At its best, science fiction uses fantastical and supernatural phenomena to highlight questions or issues that we face in the real world, whether those are moral, social, or political. In any case, it is this approach to storytelling that gives these series gravitas and helps them resonate with audiences beyond a pure spectacle level. Although a great many series manage to tap into some fundamental human truth and build characters and a compelling story off of a thematic foundation, few have managed to capture our imagination in the way that Westworld appears poised to.
The new HBO series is already being positioned by the network as the heir apparent to Game of Thrones, which only has two more seasons left before fans say goodbye to Westeros. However, it — and other recent sci-fi hits like Netflix’s Stranger Things — still have some work to do to compete with some of the headier sci-fi shows in recent memory. For this list, we’re limiting it to one series per franchise and focusing mostly on the past couple decades of television. Also, no horror or fantasy shows will be popping up. So fans of Buffy the Vampire Slayer or the aforementioned Game of Thrones are out of luck.
1. Star Trek: Deep Space Nine (1993-1999)
The third live-action Star Trek series often gets lost in the shuffle by mainstream viewers, since it is stuck competing with iconic captains Kirk and Picard. Yet, Deep Space Nine brings a wholly original perspective to the franchise, and Avery Brooks’s Captain Sisko still stands as one of the most memorable leading men in the Star Trek universe. Moreover, the show’s confidence in tackling dark, complex themes involving war and religion as well as its complex characters have helped it remain appreciated by fans.
2. The X-Files (1993-2002, 2016)
Few shows tackled both the “creature of the week” and the conspiracy theorist angles as well as this show. David Duchovny and Gillian Anderson are such powerhouses as Mulder and Scully, respectively, that the series began to decline when they left the cast. Despite the presence of a film in the interim, The X-Files only truly returned when its two stars slipped back into their iconic roles for this year’s revival. It is hopefully the first of many batches of episodes that will see the two investigators looking into aliens and other extra-terrestrial and paranormal happenings.
3. Stargate SG-1 (1997-2007)
The 1994 film after which this show is named may not have set the box office afire, but it developed enough of a cult following to justify a TV adaptation. This series — set about a year after its source material — creates a universe that is far more expansive than what was up on the big-screen.

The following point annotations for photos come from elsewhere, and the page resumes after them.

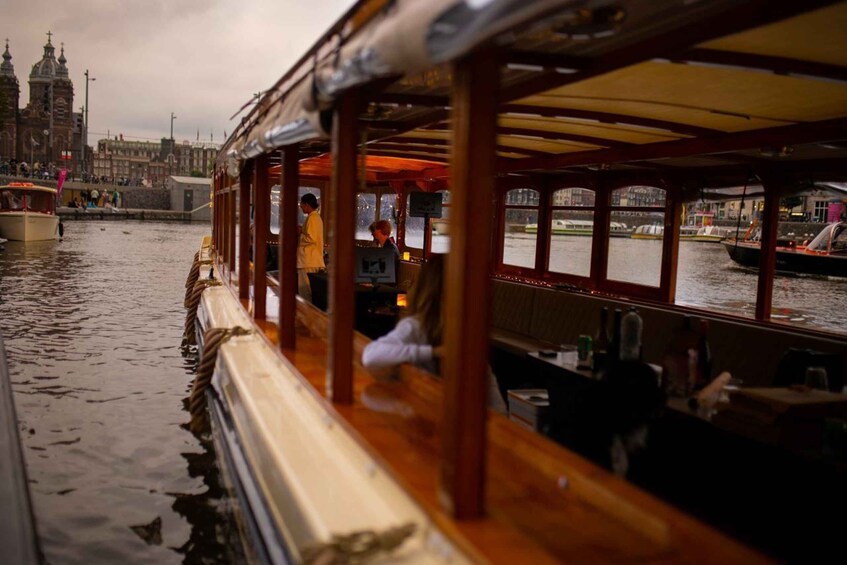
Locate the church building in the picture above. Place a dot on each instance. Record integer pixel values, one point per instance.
(46, 130)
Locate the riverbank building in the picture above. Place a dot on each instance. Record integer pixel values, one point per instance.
(46, 130)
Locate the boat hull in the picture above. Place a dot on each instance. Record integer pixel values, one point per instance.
(29, 226)
(789, 261)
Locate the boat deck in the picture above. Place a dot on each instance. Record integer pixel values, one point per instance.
(544, 503)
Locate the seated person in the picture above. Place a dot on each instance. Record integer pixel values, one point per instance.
(381, 232)
(417, 337)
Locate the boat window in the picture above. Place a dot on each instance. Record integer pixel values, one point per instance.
(571, 231)
(414, 228)
(11, 200)
(520, 239)
(637, 259)
(440, 229)
(275, 201)
(40, 201)
(365, 214)
(706, 276)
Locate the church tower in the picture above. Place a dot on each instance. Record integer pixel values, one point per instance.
(10, 92)
(46, 125)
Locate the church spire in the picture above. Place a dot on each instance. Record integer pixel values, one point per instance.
(6, 67)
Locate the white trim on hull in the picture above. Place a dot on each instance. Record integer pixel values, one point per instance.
(28, 226)
(312, 477)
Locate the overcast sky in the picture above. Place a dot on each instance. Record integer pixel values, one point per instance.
(200, 59)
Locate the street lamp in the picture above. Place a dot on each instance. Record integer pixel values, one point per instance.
(85, 128)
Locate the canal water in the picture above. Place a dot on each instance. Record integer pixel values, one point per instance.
(92, 327)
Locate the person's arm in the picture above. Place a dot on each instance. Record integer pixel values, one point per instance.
(308, 235)
(398, 346)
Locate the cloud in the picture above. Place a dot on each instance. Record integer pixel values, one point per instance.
(201, 59)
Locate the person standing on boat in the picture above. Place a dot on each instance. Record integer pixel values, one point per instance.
(417, 337)
(311, 246)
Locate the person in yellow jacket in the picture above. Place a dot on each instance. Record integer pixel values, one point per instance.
(310, 249)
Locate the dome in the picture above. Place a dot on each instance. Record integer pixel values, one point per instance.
(7, 69)
(47, 67)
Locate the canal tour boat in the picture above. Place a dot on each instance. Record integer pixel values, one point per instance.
(28, 212)
(493, 101)
(825, 255)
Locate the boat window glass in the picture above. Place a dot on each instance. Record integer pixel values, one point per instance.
(440, 231)
(414, 228)
(275, 200)
(365, 214)
(804, 288)
(40, 201)
(520, 240)
(11, 200)
(637, 259)
(571, 231)
(706, 276)
(388, 208)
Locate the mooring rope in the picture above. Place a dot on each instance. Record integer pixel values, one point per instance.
(213, 338)
(357, 547)
(193, 276)
(193, 303)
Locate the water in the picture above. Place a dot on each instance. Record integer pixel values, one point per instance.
(93, 326)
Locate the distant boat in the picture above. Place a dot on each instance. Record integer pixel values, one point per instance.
(825, 255)
(28, 212)
(579, 227)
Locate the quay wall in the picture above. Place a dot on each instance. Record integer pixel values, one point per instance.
(109, 214)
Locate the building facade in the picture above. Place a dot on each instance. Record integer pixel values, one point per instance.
(46, 131)
(148, 163)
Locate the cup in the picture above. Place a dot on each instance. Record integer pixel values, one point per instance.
(816, 378)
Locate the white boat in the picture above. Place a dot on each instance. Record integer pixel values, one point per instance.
(579, 227)
(28, 212)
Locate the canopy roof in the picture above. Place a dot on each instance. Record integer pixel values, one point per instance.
(27, 186)
(706, 91)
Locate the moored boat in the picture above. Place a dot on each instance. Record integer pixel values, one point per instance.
(579, 227)
(825, 255)
(28, 212)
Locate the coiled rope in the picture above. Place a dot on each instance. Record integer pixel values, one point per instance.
(193, 302)
(357, 547)
(193, 276)
(213, 338)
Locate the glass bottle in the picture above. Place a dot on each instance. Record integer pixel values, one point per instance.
(631, 326)
(614, 353)
(600, 347)
(704, 357)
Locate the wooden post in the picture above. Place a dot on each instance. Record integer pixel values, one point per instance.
(341, 230)
(670, 243)
(467, 286)
(290, 182)
(261, 229)
(244, 232)
(231, 215)
(767, 253)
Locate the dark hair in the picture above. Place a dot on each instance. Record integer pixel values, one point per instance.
(309, 199)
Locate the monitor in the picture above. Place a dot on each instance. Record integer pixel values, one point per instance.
(375, 265)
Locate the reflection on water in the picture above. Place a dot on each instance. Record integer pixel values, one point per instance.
(93, 327)
(706, 278)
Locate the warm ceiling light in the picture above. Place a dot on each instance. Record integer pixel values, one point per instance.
(587, 23)
(776, 152)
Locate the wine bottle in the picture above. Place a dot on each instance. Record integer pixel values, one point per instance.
(631, 327)
(614, 353)
(600, 347)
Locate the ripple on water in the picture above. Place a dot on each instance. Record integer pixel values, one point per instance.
(92, 327)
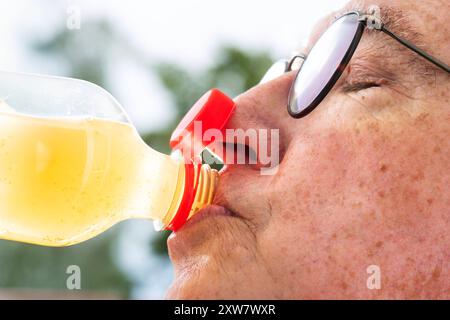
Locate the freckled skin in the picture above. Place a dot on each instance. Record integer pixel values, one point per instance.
(363, 180)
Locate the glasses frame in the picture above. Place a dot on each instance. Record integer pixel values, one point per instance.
(371, 21)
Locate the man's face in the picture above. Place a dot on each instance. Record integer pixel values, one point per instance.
(362, 181)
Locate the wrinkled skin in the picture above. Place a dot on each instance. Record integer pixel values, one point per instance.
(363, 180)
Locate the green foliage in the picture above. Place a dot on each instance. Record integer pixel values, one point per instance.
(89, 55)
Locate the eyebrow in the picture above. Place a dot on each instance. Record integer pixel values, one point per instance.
(396, 20)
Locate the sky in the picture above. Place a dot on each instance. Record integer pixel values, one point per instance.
(179, 31)
(185, 32)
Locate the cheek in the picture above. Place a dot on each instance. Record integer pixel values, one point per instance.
(341, 193)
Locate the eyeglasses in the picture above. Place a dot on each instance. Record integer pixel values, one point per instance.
(320, 70)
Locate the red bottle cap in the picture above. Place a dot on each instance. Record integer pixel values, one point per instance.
(208, 115)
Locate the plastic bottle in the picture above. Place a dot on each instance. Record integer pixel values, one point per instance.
(66, 177)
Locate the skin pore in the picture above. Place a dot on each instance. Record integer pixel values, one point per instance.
(363, 180)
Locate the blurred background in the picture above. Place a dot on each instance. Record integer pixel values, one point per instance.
(156, 58)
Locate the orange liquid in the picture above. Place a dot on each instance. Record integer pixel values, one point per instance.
(64, 180)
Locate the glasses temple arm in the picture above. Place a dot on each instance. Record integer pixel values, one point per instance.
(417, 50)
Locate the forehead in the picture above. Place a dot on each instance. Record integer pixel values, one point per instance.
(409, 18)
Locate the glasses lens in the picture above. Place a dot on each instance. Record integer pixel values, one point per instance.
(323, 66)
(276, 70)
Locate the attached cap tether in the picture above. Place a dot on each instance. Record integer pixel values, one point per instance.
(208, 115)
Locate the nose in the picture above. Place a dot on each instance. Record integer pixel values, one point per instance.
(259, 119)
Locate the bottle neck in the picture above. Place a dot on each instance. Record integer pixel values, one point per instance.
(196, 192)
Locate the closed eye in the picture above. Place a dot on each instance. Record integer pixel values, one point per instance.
(358, 86)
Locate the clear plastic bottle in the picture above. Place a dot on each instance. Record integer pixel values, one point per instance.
(71, 165)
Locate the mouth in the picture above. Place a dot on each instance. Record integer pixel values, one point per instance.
(204, 227)
(209, 212)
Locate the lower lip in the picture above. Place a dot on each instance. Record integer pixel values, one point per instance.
(196, 230)
(208, 213)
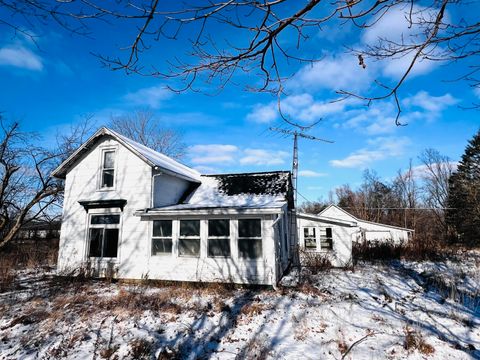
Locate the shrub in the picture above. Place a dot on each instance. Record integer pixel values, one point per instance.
(316, 262)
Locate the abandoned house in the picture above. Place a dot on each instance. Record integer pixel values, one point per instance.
(133, 213)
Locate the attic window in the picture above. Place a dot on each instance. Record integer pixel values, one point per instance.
(108, 169)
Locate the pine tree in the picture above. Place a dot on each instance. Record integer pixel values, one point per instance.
(464, 195)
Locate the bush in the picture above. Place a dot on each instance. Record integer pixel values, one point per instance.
(315, 262)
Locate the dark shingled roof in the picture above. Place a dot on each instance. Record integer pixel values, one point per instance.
(262, 183)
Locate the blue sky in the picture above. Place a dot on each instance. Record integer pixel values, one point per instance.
(54, 83)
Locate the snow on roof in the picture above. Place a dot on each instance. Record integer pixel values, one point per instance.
(246, 191)
(152, 157)
(159, 159)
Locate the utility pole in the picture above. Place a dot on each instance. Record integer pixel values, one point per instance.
(296, 134)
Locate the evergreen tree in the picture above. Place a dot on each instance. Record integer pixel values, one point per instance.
(464, 195)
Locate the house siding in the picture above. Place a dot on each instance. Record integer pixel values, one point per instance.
(132, 182)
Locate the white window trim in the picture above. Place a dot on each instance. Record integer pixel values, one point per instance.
(103, 150)
(89, 226)
(227, 238)
(199, 237)
(172, 253)
(238, 238)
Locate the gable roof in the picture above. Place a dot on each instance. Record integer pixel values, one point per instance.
(360, 220)
(151, 157)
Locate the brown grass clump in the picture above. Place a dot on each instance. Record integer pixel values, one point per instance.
(414, 341)
(253, 309)
(140, 348)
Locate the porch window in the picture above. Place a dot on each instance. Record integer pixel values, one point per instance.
(162, 237)
(250, 238)
(108, 169)
(189, 240)
(310, 238)
(219, 238)
(326, 239)
(103, 236)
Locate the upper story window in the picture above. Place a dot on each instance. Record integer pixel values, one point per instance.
(108, 169)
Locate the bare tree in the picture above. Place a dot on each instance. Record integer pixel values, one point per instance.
(28, 192)
(230, 36)
(142, 127)
(435, 173)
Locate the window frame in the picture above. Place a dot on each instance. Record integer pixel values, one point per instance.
(103, 151)
(171, 237)
(103, 227)
(239, 238)
(227, 238)
(315, 232)
(189, 237)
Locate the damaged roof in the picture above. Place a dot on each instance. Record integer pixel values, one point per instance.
(240, 191)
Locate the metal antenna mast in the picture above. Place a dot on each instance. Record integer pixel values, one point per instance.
(297, 134)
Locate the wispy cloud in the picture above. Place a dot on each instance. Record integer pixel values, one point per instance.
(378, 149)
(302, 107)
(311, 173)
(152, 96)
(19, 56)
(263, 157)
(213, 154)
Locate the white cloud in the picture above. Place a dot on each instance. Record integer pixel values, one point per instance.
(301, 108)
(335, 73)
(19, 56)
(311, 173)
(151, 96)
(263, 114)
(378, 149)
(263, 157)
(213, 154)
(431, 104)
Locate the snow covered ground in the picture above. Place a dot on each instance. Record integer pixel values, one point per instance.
(401, 310)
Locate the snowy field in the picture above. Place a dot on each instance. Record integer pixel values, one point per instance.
(397, 311)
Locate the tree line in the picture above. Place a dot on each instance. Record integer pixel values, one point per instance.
(439, 199)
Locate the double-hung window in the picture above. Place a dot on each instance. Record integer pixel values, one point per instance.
(108, 169)
(326, 239)
(162, 237)
(309, 238)
(219, 238)
(189, 239)
(250, 238)
(103, 236)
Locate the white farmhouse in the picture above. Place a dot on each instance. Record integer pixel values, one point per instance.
(333, 230)
(133, 213)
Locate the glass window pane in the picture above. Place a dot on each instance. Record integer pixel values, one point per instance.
(109, 159)
(162, 228)
(161, 246)
(219, 227)
(189, 227)
(250, 248)
(105, 219)
(110, 243)
(189, 247)
(219, 247)
(107, 178)
(95, 243)
(249, 228)
(329, 232)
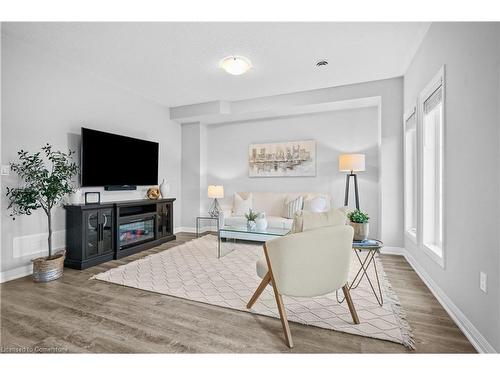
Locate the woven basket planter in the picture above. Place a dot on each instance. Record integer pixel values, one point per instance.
(45, 269)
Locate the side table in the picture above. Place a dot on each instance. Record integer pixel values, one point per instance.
(372, 247)
(199, 218)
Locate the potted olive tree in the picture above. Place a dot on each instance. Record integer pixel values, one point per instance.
(46, 179)
(359, 222)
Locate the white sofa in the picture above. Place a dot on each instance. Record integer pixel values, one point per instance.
(273, 204)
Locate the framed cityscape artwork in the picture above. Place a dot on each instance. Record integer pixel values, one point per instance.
(286, 159)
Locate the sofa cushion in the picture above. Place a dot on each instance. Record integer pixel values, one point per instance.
(272, 203)
(316, 203)
(306, 220)
(242, 205)
(272, 221)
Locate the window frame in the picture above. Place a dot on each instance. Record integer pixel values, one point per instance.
(410, 235)
(432, 86)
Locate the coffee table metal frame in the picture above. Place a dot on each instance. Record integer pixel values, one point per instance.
(243, 233)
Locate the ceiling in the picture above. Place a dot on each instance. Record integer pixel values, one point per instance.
(177, 63)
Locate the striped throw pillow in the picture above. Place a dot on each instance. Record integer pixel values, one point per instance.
(293, 206)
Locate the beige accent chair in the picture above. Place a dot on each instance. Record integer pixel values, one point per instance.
(306, 264)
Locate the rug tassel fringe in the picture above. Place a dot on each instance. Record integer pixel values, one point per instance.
(399, 311)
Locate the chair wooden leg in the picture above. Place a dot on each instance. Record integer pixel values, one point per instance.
(352, 309)
(279, 302)
(259, 290)
(283, 318)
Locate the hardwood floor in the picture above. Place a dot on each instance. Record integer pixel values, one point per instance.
(75, 314)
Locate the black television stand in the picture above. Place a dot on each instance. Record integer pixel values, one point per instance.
(97, 233)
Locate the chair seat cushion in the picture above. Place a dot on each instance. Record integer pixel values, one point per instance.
(261, 267)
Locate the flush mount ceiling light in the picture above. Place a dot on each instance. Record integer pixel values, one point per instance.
(321, 63)
(235, 65)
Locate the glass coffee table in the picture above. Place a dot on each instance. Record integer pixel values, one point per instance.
(234, 233)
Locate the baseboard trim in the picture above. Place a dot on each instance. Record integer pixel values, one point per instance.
(392, 250)
(469, 330)
(193, 229)
(16, 273)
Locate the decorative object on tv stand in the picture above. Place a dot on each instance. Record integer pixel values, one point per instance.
(261, 221)
(359, 222)
(75, 197)
(46, 182)
(251, 216)
(351, 163)
(92, 197)
(215, 192)
(153, 192)
(287, 159)
(164, 188)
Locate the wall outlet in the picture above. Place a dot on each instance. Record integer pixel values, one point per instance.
(5, 170)
(483, 281)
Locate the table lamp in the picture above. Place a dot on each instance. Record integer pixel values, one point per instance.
(215, 192)
(351, 163)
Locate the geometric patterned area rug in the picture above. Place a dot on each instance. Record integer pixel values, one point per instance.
(192, 271)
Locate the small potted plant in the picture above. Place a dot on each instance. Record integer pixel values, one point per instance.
(359, 222)
(251, 216)
(261, 221)
(46, 180)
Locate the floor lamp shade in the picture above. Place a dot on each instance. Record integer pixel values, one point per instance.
(352, 162)
(215, 191)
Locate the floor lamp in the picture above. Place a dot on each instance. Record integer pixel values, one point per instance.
(351, 163)
(215, 192)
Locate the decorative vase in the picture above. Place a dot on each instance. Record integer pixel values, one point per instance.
(47, 269)
(261, 221)
(251, 225)
(76, 197)
(361, 231)
(164, 188)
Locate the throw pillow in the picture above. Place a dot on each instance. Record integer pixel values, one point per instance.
(241, 205)
(306, 220)
(292, 207)
(317, 203)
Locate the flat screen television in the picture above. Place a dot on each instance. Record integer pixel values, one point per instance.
(117, 162)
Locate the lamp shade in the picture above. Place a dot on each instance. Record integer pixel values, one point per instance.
(352, 162)
(215, 191)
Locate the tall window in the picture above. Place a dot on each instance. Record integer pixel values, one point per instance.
(432, 102)
(410, 160)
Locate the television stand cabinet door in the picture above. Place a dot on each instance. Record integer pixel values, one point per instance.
(89, 235)
(164, 219)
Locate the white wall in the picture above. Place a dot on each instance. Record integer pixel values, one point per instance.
(345, 131)
(390, 93)
(470, 52)
(47, 100)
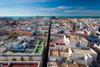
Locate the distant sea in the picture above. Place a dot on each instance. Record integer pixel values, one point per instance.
(23, 17)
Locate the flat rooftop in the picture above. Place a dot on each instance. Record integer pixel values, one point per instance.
(86, 51)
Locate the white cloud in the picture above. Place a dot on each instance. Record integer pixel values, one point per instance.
(63, 7)
(47, 9)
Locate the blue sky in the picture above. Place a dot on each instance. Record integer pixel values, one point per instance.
(50, 7)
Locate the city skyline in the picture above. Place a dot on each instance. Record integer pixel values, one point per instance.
(50, 8)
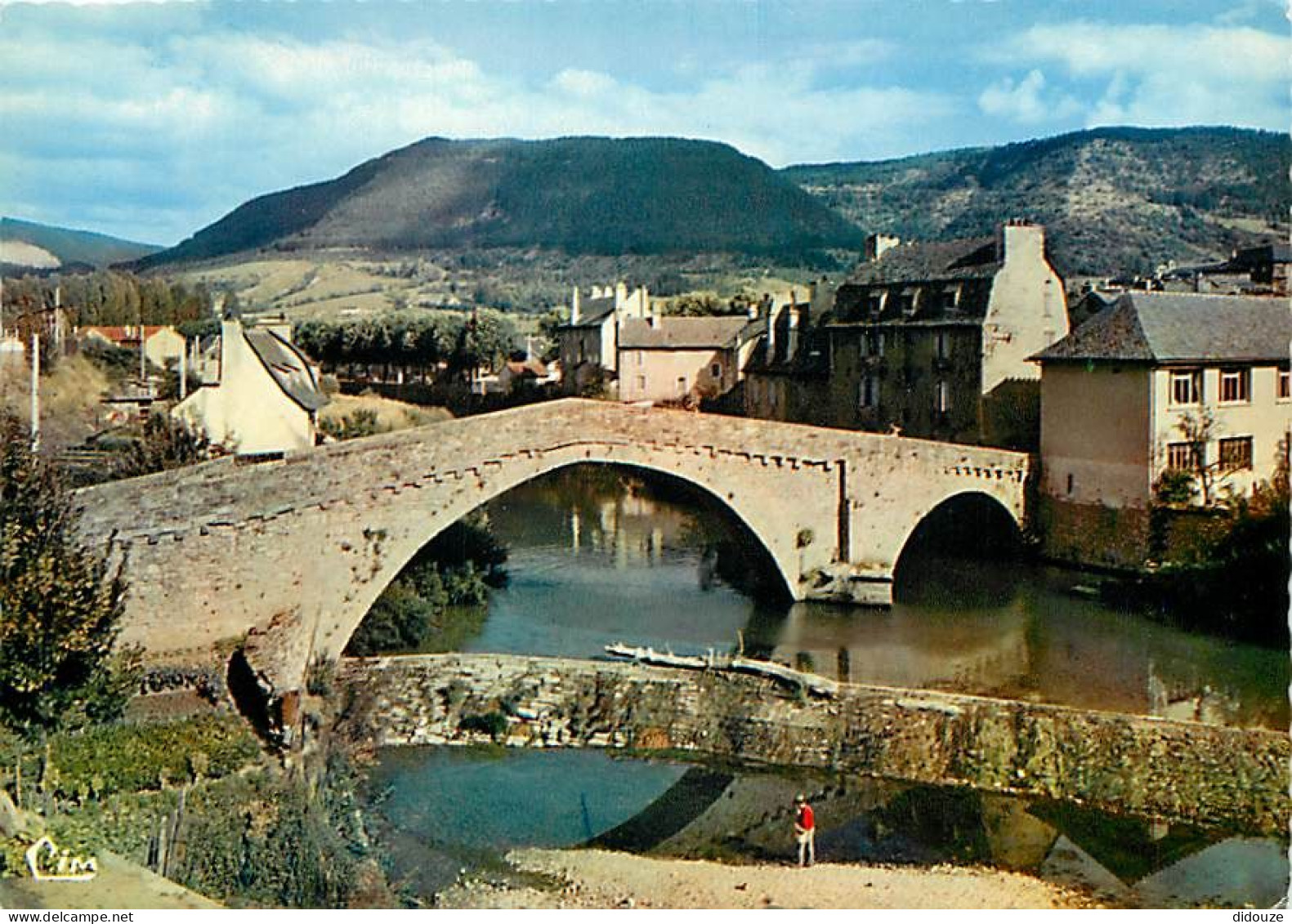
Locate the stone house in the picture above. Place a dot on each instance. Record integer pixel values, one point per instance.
(589, 344)
(673, 358)
(933, 339)
(787, 377)
(266, 398)
(160, 344)
(1158, 382)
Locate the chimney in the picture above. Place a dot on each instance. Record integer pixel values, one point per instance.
(1020, 239)
(792, 337)
(771, 328)
(878, 243)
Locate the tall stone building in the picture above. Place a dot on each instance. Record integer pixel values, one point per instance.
(589, 344)
(933, 339)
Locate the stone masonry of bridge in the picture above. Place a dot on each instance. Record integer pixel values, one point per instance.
(1182, 772)
(296, 551)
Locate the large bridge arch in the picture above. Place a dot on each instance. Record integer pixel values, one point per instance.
(397, 557)
(986, 499)
(293, 552)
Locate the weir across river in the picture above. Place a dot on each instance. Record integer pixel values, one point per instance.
(1182, 772)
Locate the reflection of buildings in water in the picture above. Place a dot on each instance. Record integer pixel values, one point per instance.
(967, 652)
(1199, 877)
(632, 529)
(1190, 699)
(755, 813)
(1120, 859)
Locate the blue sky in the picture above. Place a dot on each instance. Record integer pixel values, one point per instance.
(151, 120)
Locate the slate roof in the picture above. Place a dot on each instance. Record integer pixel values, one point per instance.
(288, 368)
(122, 335)
(1176, 327)
(931, 261)
(682, 333)
(593, 312)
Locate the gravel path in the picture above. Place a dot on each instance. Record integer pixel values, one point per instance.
(600, 879)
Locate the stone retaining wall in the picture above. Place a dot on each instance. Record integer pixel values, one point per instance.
(1174, 770)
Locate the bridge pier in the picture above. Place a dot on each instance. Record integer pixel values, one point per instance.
(844, 583)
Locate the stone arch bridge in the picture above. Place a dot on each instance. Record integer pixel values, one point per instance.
(293, 552)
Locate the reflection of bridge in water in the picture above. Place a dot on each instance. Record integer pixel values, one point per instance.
(1125, 861)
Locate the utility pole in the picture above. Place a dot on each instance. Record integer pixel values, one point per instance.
(35, 392)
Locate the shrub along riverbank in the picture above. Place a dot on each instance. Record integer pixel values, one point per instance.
(438, 600)
(197, 801)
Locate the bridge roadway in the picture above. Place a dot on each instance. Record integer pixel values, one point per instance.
(296, 551)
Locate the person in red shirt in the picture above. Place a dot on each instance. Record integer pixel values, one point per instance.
(805, 831)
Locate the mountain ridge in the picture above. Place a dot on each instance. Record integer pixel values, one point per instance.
(73, 246)
(1113, 199)
(579, 194)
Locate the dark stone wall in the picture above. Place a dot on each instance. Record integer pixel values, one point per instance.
(1141, 766)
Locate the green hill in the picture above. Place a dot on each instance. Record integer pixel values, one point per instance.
(73, 247)
(1111, 198)
(580, 195)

It took a similar approach as Buffy the Vampire Slayer in building a larger mythos off of a single film. Stargate SG-1 helped the franchise blow up into multiple shows and other multimedia projects, and remains among the longest-running sci-fi shows ever.
4. Firefly (2002)
Though most of the entries on this list were on the air for multiple seasons, this Joss Whedon fan favorite barely got through its first season. Regardless, Browncoats everywhere have embraced its distinct mythology and the show’s seamless blend of sci-fi and Western motifs. Stars like Nathan Fillion and Morena Baccarin have gone on to lead fruitful careers, and the 2005 film, Serenity helped to give some sense of closure to the show.
5. Battlestar Galactica (2004-2009)
Ronald D. Moore helped to revamp the 1978 Glen A. Larson TV series into something more modern, and it worked like gangbusters. Loaded with social and political commentary, the new Battlestar Galactica is a cornucopia of gifted performances, impressive visual effects sequences, and detailed writing that made it an instant classic among sci-fi fans and critics circles. The success of this show is perhaps the single biggest roadblock in the planned big-screen reboot, since no one wants to envision the story any other way.
6. Orphan Black (2013-present)
Star Tatiana Maslany recently won an Emmy for her standout work on this sci-fi series, in which she plays a group of clones. The premise raises interesting questions about the morality of cloning itself, identity, and many other larger issues through the prism of the sci-fi story it’s trying to tell. This past summer, Orphan Black was renewed for a fifth and final season. We can only assume that its place in the canon of great sci-fi shows will be cemented in the months ahead.